May 29, 2018 - 12:30 pm
At my last newspaper, I gave tours of the press. Whenever someone asked a tough question, I’d try to find the answer for them. What I wouldn’t do is apologize and forget about it.
Yet that’s exactly what our digital assistants – Alexa, Cortana, et al. – do.
When our virtual assistants don’t know an answer, they don’t want to learn – not from us, anyway. Despite being in our own homes and pockets, our assistants’ knowledge base comes chiefly from their cloudy overlords. The tech giants are no doubt collecting data on the most asked queries, but before assistants become omniscient, they should be teachable. Here are two ways tech companies can fix that:
1. Let us show assistants where to seek answers
For instance, if you ask Siri, “What’s the top performing story on my site?” or “What are the specials at Red Lobster?”, she could respond, “Sorry, I’m unable to find that. Can you show me where to look?”
Respond in the affirmative and a “recording” screen could monitor where you go to find the answer, then allow you to circle the part of the webpage or app Siri should check next time you ask. Digital assistants without a display could ask you to guide them from your paired smartphone.

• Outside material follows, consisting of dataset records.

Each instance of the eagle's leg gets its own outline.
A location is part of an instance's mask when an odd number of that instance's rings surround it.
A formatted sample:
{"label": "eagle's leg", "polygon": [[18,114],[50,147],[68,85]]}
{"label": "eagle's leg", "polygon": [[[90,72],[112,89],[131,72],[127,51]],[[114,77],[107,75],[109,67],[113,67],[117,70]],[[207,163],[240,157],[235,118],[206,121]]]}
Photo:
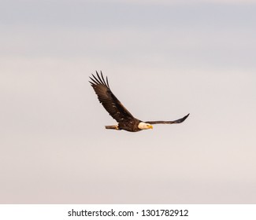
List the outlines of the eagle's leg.
{"label": "eagle's leg", "polygon": [[114,130],[119,130],[118,125],[106,125],[106,129],[114,129]]}

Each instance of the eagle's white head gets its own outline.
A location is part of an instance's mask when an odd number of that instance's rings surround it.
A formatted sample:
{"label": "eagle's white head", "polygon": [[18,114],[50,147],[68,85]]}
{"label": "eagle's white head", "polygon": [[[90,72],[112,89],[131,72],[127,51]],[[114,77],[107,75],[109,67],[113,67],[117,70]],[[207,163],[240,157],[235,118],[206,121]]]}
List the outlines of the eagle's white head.
{"label": "eagle's white head", "polygon": [[141,122],[139,123],[138,127],[141,130],[146,130],[146,129],[153,129],[153,126],[150,123],[145,123],[143,122]]}

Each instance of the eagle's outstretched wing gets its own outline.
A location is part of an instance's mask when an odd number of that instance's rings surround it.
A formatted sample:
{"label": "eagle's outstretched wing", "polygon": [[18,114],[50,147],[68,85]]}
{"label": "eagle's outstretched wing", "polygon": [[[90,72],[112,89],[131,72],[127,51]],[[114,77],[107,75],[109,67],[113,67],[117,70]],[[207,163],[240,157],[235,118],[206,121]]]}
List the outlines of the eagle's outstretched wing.
{"label": "eagle's outstretched wing", "polygon": [[125,107],[110,90],[108,78],[106,77],[106,81],[105,81],[102,72],[101,76],[97,72],[96,74],[98,78],[92,74],[93,78],[90,77],[92,82],[89,82],[95,90],[95,94],[98,95],[99,102],[102,104],[105,109],[118,123],[134,119],[132,115],[125,108]]}
{"label": "eagle's outstretched wing", "polygon": [[183,123],[187,117],[188,117],[189,114],[187,114],[186,116],[183,117],[182,119],[175,120],[175,121],[148,121],[148,122],[145,122],[147,123],[150,123],[150,124],[158,124],[158,123],[161,123],[161,124],[172,124],[172,123]]}

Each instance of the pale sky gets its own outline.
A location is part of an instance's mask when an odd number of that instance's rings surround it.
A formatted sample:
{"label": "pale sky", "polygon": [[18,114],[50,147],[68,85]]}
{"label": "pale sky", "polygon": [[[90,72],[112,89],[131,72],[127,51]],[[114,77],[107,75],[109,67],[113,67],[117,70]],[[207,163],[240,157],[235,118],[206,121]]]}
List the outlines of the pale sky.
{"label": "pale sky", "polygon": [[[255,1],[0,7],[1,204],[255,204]],[[115,124],[95,70],[142,120]]]}

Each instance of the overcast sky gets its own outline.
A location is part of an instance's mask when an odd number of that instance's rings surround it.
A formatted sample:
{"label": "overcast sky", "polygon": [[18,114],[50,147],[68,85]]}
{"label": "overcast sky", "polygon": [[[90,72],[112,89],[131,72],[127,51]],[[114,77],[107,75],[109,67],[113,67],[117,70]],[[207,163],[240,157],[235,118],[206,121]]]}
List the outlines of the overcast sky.
{"label": "overcast sky", "polygon": [[[255,204],[256,2],[3,0],[0,203]],[[142,120],[116,122],[102,70]]]}

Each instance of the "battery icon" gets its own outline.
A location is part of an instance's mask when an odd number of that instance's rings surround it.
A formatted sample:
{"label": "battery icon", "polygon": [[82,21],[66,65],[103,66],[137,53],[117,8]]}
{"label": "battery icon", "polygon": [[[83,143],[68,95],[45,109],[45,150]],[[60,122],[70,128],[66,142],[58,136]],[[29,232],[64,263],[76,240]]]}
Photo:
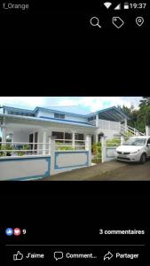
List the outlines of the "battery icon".
{"label": "battery icon", "polygon": [[129,9],[129,8],[130,8],[129,3],[125,2],[124,3],[124,9]]}

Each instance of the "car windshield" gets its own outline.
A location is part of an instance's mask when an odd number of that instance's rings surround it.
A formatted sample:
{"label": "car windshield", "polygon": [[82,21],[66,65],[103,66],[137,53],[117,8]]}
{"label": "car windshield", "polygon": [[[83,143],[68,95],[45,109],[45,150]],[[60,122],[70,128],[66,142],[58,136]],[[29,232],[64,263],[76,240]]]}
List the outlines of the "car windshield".
{"label": "car windshield", "polygon": [[144,146],[146,144],[146,138],[129,138],[124,142],[124,145]]}

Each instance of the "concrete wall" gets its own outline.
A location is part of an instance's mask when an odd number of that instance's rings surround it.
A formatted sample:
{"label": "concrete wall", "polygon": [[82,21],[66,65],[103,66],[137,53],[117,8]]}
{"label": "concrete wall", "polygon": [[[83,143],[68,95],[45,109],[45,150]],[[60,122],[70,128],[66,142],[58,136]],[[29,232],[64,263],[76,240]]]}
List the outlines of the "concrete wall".
{"label": "concrete wall", "polygon": [[90,156],[88,151],[55,152],[53,174],[90,166]]}
{"label": "concrete wall", "polygon": [[49,177],[50,156],[0,158],[0,181]]}

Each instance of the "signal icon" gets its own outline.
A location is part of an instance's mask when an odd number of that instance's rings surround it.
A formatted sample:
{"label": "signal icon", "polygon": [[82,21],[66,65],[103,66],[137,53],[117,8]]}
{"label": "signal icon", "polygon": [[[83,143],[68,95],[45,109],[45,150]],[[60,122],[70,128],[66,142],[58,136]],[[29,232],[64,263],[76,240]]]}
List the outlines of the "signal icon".
{"label": "signal icon", "polygon": [[114,10],[121,10],[121,4],[119,4],[115,8]]}
{"label": "signal icon", "polygon": [[112,5],[112,3],[106,2],[106,3],[104,3],[104,5],[108,9]]}

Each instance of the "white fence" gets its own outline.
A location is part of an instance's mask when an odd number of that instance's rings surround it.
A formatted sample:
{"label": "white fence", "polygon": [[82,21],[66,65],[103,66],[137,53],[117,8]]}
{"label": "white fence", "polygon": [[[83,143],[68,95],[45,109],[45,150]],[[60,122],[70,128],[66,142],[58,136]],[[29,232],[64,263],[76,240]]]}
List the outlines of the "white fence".
{"label": "white fence", "polygon": [[[60,151],[86,150],[87,140],[54,139],[53,148]],[[48,143],[0,142],[0,157],[23,155],[51,155],[51,137]]]}
{"label": "white fence", "polygon": [[48,143],[0,143],[0,180],[50,177],[91,166],[91,136],[72,145],[66,141],[50,137]]}

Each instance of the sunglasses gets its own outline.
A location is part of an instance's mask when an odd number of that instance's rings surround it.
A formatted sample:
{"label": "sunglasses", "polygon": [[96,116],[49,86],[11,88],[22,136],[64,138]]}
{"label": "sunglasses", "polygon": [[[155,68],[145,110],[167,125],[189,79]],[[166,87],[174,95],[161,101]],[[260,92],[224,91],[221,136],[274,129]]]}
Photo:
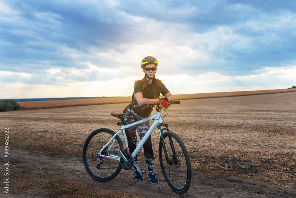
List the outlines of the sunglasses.
{"label": "sunglasses", "polygon": [[150,70],[152,70],[152,71],[155,71],[156,70],[156,67],[147,67],[144,69],[146,71],[150,71]]}

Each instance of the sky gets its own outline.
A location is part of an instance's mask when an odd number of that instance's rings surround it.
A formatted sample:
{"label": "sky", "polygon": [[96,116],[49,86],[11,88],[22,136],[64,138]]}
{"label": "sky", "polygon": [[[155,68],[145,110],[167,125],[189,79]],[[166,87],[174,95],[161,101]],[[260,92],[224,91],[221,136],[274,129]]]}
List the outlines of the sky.
{"label": "sky", "polygon": [[173,95],[296,85],[296,1],[0,0],[0,99],[128,96],[158,60]]}

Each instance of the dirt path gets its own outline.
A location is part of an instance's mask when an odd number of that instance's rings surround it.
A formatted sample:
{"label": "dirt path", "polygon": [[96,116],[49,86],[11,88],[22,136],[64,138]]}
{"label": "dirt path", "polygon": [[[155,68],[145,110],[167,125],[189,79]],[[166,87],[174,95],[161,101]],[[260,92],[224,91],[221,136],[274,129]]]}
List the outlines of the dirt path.
{"label": "dirt path", "polygon": [[[0,147],[0,156],[4,155],[4,148]],[[144,175],[144,180],[133,179],[133,171],[123,170],[114,179],[107,182],[93,179],[86,171],[82,158],[54,153],[48,151],[31,151],[12,148],[10,153],[9,173],[15,170],[27,170],[28,180],[36,176],[52,179],[85,182],[106,189],[117,189],[123,191],[140,193],[147,197],[296,197],[296,189],[275,184],[225,175],[218,175],[197,171],[192,172],[192,183],[188,191],[176,194],[169,187],[160,168],[156,166],[155,173],[159,183],[152,185]],[[1,160],[3,162],[3,159]],[[1,163],[1,172],[4,168]],[[1,182],[1,186],[3,186]],[[10,186],[10,189],[13,186]],[[4,193],[1,187],[0,197],[44,197],[45,191],[29,191],[25,194],[17,195]]]}

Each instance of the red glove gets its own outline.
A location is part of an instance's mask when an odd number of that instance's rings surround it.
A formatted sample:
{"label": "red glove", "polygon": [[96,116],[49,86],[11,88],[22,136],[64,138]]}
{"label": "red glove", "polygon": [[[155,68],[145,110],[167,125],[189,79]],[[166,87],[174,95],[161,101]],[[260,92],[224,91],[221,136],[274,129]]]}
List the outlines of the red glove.
{"label": "red glove", "polygon": [[163,106],[165,107],[166,108],[167,108],[169,105],[168,99],[166,97],[165,97],[163,98],[161,98],[160,100],[161,100],[160,104],[162,105]]}

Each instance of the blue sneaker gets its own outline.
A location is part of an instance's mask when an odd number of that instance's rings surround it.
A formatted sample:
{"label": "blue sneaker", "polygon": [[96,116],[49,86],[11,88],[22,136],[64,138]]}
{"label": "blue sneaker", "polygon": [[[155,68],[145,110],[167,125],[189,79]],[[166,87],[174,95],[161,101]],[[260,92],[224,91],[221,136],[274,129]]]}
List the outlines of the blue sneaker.
{"label": "blue sneaker", "polygon": [[137,170],[135,171],[135,175],[133,176],[133,178],[137,181],[141,181],[143,180],[143,178],[142,177],[141,173]]}
{"label": "blue sneaker", "polygon": [[154,173],[151,173],[149,174],[149,180],[151,181],[151,183],[152,184],[156,184],[158,183],[158,180],[155,177],[155,174]]}

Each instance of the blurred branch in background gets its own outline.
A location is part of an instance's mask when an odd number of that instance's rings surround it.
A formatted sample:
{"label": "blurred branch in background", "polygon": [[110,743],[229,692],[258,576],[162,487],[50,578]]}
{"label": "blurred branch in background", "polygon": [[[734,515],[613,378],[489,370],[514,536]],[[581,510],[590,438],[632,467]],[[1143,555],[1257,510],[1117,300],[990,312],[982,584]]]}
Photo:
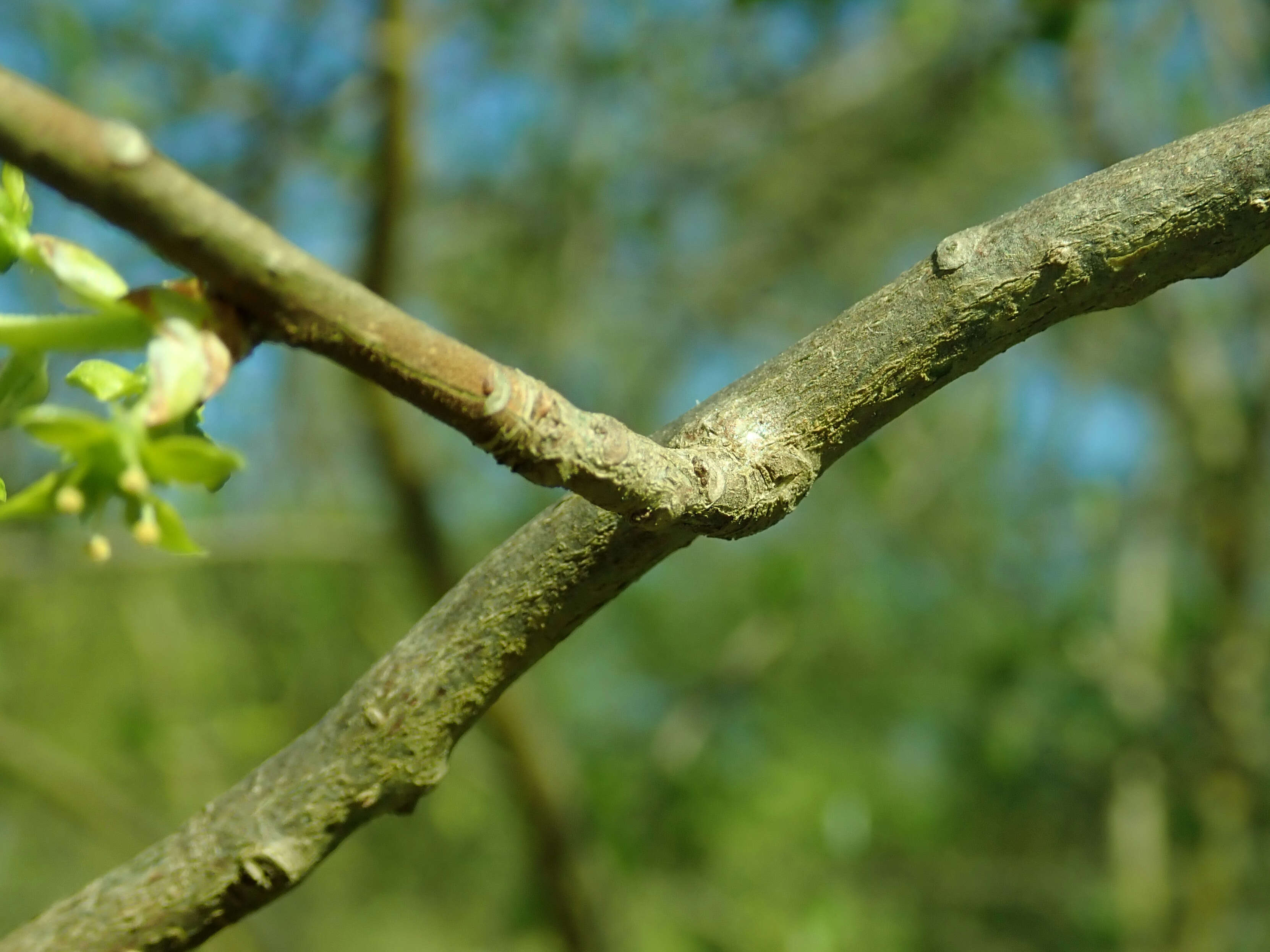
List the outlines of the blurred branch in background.
{"label": "blurred branch in background", "polygon": [[[381,0],[375,22],[377,57],[375,88],[380,104],[380,133],[370,166],[371,221],[362,264],[362,283],[380,297],[394,297],[394,275],[400,249],[401,221],[413,188],[410,135],[410,62],[417,50],[414,24],[405,0]],[[425,32],[425,28],[424,28]],[[437,520],[432,485],[414,462],[406,434],[396,415],[396,400],[361,377],[351,380],[363,409],[367,433],[378,471],[395,503],[399,537],[415,566],[419,589],[432,600],[448,592],[461,572],[455,569]],[[419,600],[423,607],[423,599]],[[532,831],[535,871],[561,943],[569,952],[597,952],[599,919],[592,909],[578,858],[578,811],[565,802],[559,765],[545,762],[542,715],[503,694],[485,712],[483,724],[507,755],[512,792]],[[560,745],[555,745],[558,757]]]}
{"label": "blurred branch in background", "polygon": [[135,850],[164,833],[164,824],[80,758],[4,716],[0,770],[110,845]]}

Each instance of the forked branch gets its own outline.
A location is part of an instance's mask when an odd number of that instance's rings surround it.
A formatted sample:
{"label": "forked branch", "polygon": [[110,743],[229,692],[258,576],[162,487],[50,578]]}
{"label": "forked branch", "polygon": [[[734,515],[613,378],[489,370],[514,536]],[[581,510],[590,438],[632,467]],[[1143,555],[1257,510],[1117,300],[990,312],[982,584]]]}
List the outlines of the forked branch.
{"label": "forked branch", "polygon": [[[274,246],[263,225],[165,160],[109,165],[102,127],[77,113],[71,122],[65,105],[44,124],[88,132],[47,135],[38,114],[14,107],[33,95],[14,83],[0,84],[0,154],[254,314],[274,308],[292,341],[347,348],[359,366],[400,382],[391,362],[413,353],[394,338],[403,319],[377,322],[391,314],[386,306],[293,250],[273,264],[250,260]],[[50,142],[70,152],[50,157]],[[98,157],[80,160],[76,149]],[[870,433],[1059,320],[1226,273],[1270,244],[1267,209],[1270,109],[1260,109],[945,239],[658,434],[719,467],[719,503],[700,523],[644,532],[577,498],[552,505],[472,569],[319,724],[170,836],[0,942],[0,952],[197,946],[293,887],[368,819],[410,810],[508,684],[697,532],[742,534],[775,522]],[[361,315],[352,330],[337,330],[349,314]],[[441,341],[438,353],[461,347]],[[503,392],[493,382],[484,399]],[[519,386],[508,383],[508,406],[531,407],[532,418],[537,402],[514,396]]]}

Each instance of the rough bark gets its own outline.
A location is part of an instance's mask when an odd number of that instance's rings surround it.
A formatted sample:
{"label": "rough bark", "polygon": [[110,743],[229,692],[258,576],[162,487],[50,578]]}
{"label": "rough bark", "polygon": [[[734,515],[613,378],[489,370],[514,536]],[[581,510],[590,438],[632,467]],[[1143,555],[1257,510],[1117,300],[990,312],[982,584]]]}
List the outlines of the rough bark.
{"label": "rough bark", "polygon": [[[138,212],[130,202],[145,195],[103,190],[94,169],[81,178],[74,161],[23,146],[24,127],[15,131],[10,113],[0,94],[8,157],[137,227],[160,250],[197,251],[208,240],[198,228],[210,202],[168,234],[184,221],[179,202],[169,218]],[[945,239],[895,282],[658,434],[720,467],[720,505],[706,524],[648,532],[577,496],[550,506],[472,569],[318,725],[0,951],[174,952],[291,889],[362,823],[409,810],[507,684],[700,531],[739,536],[770,526],[842,453],[1011,344],[1175,281],[1223,274],[1270,242],[1267,136],[1270,109],[1260,109]],[[232,253],[225,232],[216,234]],[[274,278],[243,268],[236,283],[226,281],[232,274],[202,277],[237,288],[244,301],[255,296],[258,308],[282,307],[293,292],[338,315],[351,300],[307,288],[287,268]],[[268,278],[269,294],[260,297],[253,274]],[[390,338],[377,345],[394,347]],[[378,353],[367,340],[329,347]]]}

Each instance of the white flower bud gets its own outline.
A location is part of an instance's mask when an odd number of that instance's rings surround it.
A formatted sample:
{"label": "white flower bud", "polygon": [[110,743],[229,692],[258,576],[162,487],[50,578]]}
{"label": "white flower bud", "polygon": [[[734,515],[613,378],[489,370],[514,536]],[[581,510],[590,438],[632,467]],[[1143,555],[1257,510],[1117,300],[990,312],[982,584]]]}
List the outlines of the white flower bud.
{"label": "white flower bud", "polygon": [[132,523],[132,538],[142,546],[159,545],[159,522],[155,519],[155,508],[147,505],[141,510],[141,518]]}
{"label": "white flower bud", "polygon": [[88,541],[88,557],[94,562],[108,562],[110,560],[110,539],[105,536],[93,536]]}

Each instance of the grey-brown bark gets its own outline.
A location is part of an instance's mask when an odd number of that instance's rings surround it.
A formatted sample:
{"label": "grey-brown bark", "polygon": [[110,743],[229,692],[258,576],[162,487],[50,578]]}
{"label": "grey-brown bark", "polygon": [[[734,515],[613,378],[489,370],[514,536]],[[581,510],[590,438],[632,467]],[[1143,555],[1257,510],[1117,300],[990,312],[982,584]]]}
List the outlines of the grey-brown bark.
{"label": "grey-brown bark", "polygon": [[[51,162],[20,137],[0,105],[0,152],[118,223],[144,225],[137,230],[160,250],[197,250],[203,217],[163,234],[180,221],[177,204],[169,218],[146,217],[127,197],[103,194],[91,174],[77,179],[74,161]],[[0,951],[189,948],[291,889],[362,823],[409,810],[507,684],[700,532],[735,537],[779,520],[842,453],[1011,344],[1175,281],[1223,274],[1270,242],[1267,142],[1270,109],[1261,109],[945,239],[658,434],[716,470],[718,501],[697,522],[648,532],[577,496],[552,505],[472,569],[318,725]],[[319,314],[328,326],[351,300],[301,287],[293,272],[264,294],[244,274],[202,277],[255,308],[302,292],[305,307],[330,308]],[[377,353],[368,339],[331,338],[316,349],[340,347],[359,360]],[[377,347],[409,363],[390,336]]]}

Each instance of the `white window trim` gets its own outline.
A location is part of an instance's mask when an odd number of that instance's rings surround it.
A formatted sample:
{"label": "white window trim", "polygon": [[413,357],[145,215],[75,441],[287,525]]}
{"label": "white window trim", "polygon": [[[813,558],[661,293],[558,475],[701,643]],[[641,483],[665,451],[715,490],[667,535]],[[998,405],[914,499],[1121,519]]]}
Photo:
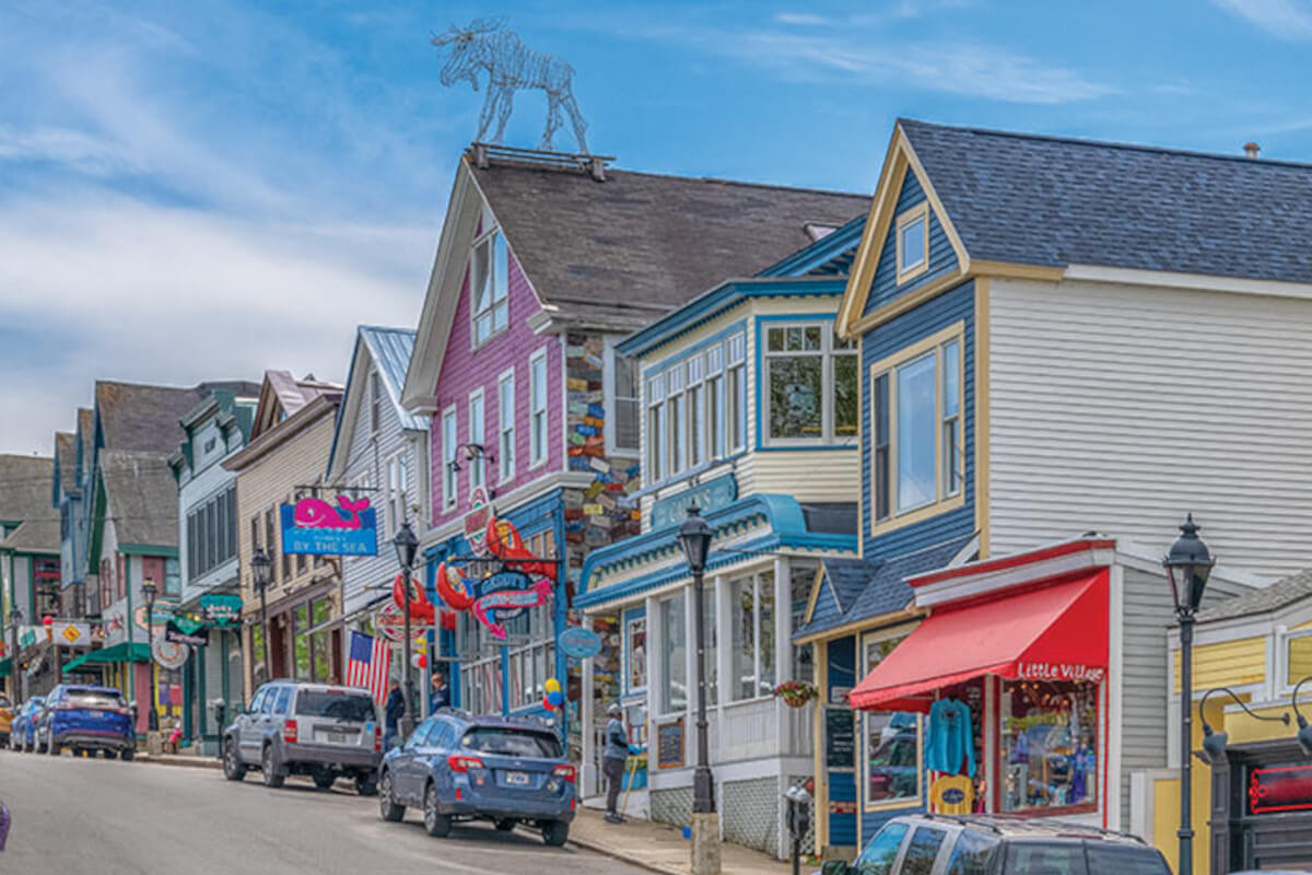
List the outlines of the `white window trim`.
{"label": "white window trim", "polygon": [[[903,266],[903,231],[908,226],[924,222],[925,223],[925,257],[913,265]],[[893,236],[897,241],[897,285],[907,282],[908,279],[914,279],[920,274],[929,270],[929,201],[921,201],[913,207],[908,207],[897,214],[897,220],[893,223]]]}
{"label": "white window trim", "polygon": [[[451,429],[451,432],[455,436],[455,442],[454,442],[455,445],[454,446],[447,446],[447,437],[450,437],[450,433],[447,433],[447,430],[446,430],[447,417],[450,417],[451,421],[455,424],[455,428]],[[441,459],[442,459],[442,509],[443,510],[453,510],[455,508],[457,502],[459,501],[461,472],[459,471],[451,471],[447,467],[449,463],[458,460],[457,459],[457,457],[458,457],[457,449],[459,447],[459,445],[461,445],[461,417],[459,417],[459,413],[455,409],[455,404],[451,404],[451,405],[449,405],[449,407],[446,407],[446,408],[442,409],[442,455],[441,455]],[[450,480],[447,478],[450,478]]]}
{"label": "white window trim", "polygon": [[[505,395],[506,382],[509,382],[509,384],[510,384],[510,395],[509,395],[510,422],[509,422],[509,426],[504,421],[505,417],[502,416],[502,413],[504,413],[502,408],[505,407],[505,397],[504,397],[504,395]],[[514,366],[513,365],[510,367],[505,369],[504,371],[501,371],[500,374],[497,374],[497,378],[496,378],[496,468],[497,468],[497,484],[499,485],[502,484],[502,483],[509,483],[510,480],[514,480],[514,457],[516,457],[514,442],[518,439],[518,434],[516,434],[516,422],[514,422],[514,382],[516,380],[514,380]],[[506,432],[510,433],[510,453],[509,453],[509,459],[506,458],[506,451],[505,451],[505,434],[506,434]]]}
{"label": "white window trim", "polygon": [[643,445],[642,429],[647,425],[646,417],[643,416],[643,411],[646,409],[643,407],[643,375],[642,371],[638,369],[638,362],[635,361],[632,366],[634,366],[634,374],[638,379],[638,395],[635,396],[635,403],[638,404],[638,417],[639,417],[638,446],[635,447],[617,446],[615,429],[618,428],[619,401],[618,396],[615,395],[615,359],[621,358],[621,356],[619,350],[615,349],[614,337],[606,336],[604,344],[605,348],[602,352],[602,363],[605,365],[605,367],[602,367],[601,371],[601,399],[602,399],[602,405],[606,411],[606,424],[602,426],[602,430],[605,432],[606,436],[606,455],[615,455],[626,459],[638,459],[642,458],[642,445]]}
{"label": "white window trim", "polygon": [[[478,433],[478,432],[475,432],[475,428],[474,428],[474,425],[475,425],[475,418],[474,418],[474,400],[475,399],[478,399],[479,407],[483,411],[483,416],[482,416],[482,420],[483,420],[483,422],[482,422],[482,426],[483,426],[482,428],[482,434]],[[472,392],[470,392],[470,397],[468,397],[468,403],[466,405],[466,411],[468,412],[468,417],[470,417],[468,428],[466,429],[466,433],[468,434],[468,442],[470,443],[476,443],[476,445],[479,445],[479,446],[483,447],[483,455],[480,455],[476,459],[470,459],[468,464],[467,464],[467,467],[470,468],[470,493],[472,493],[474,489],[475,489],[474,466],[476,466],[476,464],[478,466],[483,466],[482,470],[480,470],[480,472],[482,472],[483,476],[479,478],[479,483],[476,485],[480,485],[484,489],[487,489],[487,485],[488,485],[488,466],[487,466],[488,400],[487,400],[487,394],[483,391],[482,386],[479,388],[474,390]]]}
{"label": "white window trim", "polygon": [[[820,349],[817,352],[785,350],[770,352],[770,332],[789,328],[820,328]],[[813,446],[857,446],[861,439],[861,415],[857,415],[857,434],[851,437],[838,437],[834,433],[834,362],[840,356],[850,356],[858,361],[855,391],[859,394],[861,380],[861,349],[834,349],[833,346],[833,320],[832,319],[799,319],[796,321],[768,321],[762,323],[765,331],[761,332],[761,446],[769,447],[813,447]],[[820,437],[813,438],[777,438],[770,437],[770,359],[787,358],[792,354],[820,358]]]}
{"label": "white window trim", "polygon": [[[533,399],[533,371],[542,362],[542,408],[534,407]],[[551,457],[551,378],[548,375],[547,348],[542,346],[529,356],[529,470],[541,468]],[[533,417],[542,413],[542,454],[534,455],[534,438],[537,426]]]}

If enough people in a demographic seek information from the same spot, the data could be drafted into Siri’s general knowledge.
Amazon recently debuted a similar feature called Skill Blueprints. It lets you enter custom questions and answers online for your Echo – but the information is static and never enters Alexa’s public brain.
2. Let us show assistants how to parrot tasks
The title, author, category, and headline of each of my blog posts gets listed on a company spreadsheet. Imagine if we could ask Siri, “Add this to the spreadsheet,” and she responded, “Can you show me how?”
Another “recording” atmosphere could let the computer watch the fields I fill and where the information comes from to try to parrot that task in the future.
Apple offers a similar tool (Automator) on Macs, but the company has let it flounder in recent years – and with good reason. Automator is Gordian, the antithesis of Apple’s focus on simplicity. Also, it’s not that smart and works only with certain apps. It can’t replicate every action, let alone understand the mission.
Recorded workflows could be stored on a list that would allow us to make edits by scrolling forward or backward through an interactive video of the A.I.’s actions. Users could pause at any step and tap buttons within the screen recording to make adjustments as needed, like changing an export from JPG to PDF.
Of course, websites and apps occasionally change and our assistant may need help again. Any learning, however, is a start. For A.I. to be truly efficacious, it must be able to learn from those who use it.